Nasdaq Focus on ‘Defensive Driving’ After Trading Outage

Nasdaq OMX Group Inc. halted trading for three hours yesterday to protect the integrity of markets as a technology malfunction left some investors without stock quotes, Chief Executive Officer Robert Greifeld said in his first public remarks since the incident.

The exchange operator was in constant communication with rivals during the outage and decided to halt trading of listed stocks to prevent “information asymmetry” among traders, Greifeld said in interviews at Nasdaq’s offices with Bloomberg Television’s Betty Liu and Andrew Ross Sorkin on CNBC. Greifeld said he supports developing a backup data feed to prevent the issue from happening again.

“The general theme we’re focused on going forward is that we have to improve our defensive driving ability,” Greifeld told Bloomberg TV. “This system has been around for 20 years, it works and it works remarkably well. Then things happen in the external environment that causes a problem.”

A faulty connection between the two biggest operators of U.S. stock exchanges brought half of the world’s largest equity market to a standstill, the second time this week U.S. trading was shaken by a computer malfunction.
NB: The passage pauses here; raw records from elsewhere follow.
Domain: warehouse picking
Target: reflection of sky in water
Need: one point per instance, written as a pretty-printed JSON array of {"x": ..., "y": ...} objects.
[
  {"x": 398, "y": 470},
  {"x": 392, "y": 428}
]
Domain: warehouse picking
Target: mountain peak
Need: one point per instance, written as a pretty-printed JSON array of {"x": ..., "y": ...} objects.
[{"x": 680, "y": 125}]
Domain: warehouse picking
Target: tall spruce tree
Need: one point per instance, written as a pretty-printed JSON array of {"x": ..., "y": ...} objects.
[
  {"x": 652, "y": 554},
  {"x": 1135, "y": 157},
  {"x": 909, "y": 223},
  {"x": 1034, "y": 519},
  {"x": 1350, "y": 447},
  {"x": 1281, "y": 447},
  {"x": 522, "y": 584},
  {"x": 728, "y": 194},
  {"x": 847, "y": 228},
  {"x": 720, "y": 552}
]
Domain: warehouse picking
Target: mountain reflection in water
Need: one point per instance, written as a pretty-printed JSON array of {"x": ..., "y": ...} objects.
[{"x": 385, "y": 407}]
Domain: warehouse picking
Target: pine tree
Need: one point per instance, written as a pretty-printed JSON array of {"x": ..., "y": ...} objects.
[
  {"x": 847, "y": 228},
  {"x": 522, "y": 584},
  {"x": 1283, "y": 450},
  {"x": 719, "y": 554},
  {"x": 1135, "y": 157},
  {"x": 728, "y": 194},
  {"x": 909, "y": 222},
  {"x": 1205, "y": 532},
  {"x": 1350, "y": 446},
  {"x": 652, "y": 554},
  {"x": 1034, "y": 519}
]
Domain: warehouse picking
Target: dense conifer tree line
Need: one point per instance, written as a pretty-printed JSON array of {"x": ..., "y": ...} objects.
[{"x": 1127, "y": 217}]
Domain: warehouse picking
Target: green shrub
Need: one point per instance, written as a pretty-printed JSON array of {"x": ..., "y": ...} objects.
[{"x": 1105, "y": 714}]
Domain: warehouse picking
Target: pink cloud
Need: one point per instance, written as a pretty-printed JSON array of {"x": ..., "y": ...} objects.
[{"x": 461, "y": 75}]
Connectivity was disrupted between NYSE Arca (NYX), where about 11 percent of American share volume occurs, and the data processing subsidiary of Nasdaq Stock Market, home to 2,150 U.S. companies, according to a person with direct knowledge of the matter. That led Nasdaq to freeze thousands of stocks from Apple Inc. to Facebook Inc. (FB) that trade on about 50 markets from Kansas to New Jersey for more than three hours.

 

Bloomberg has the full article

You may also like...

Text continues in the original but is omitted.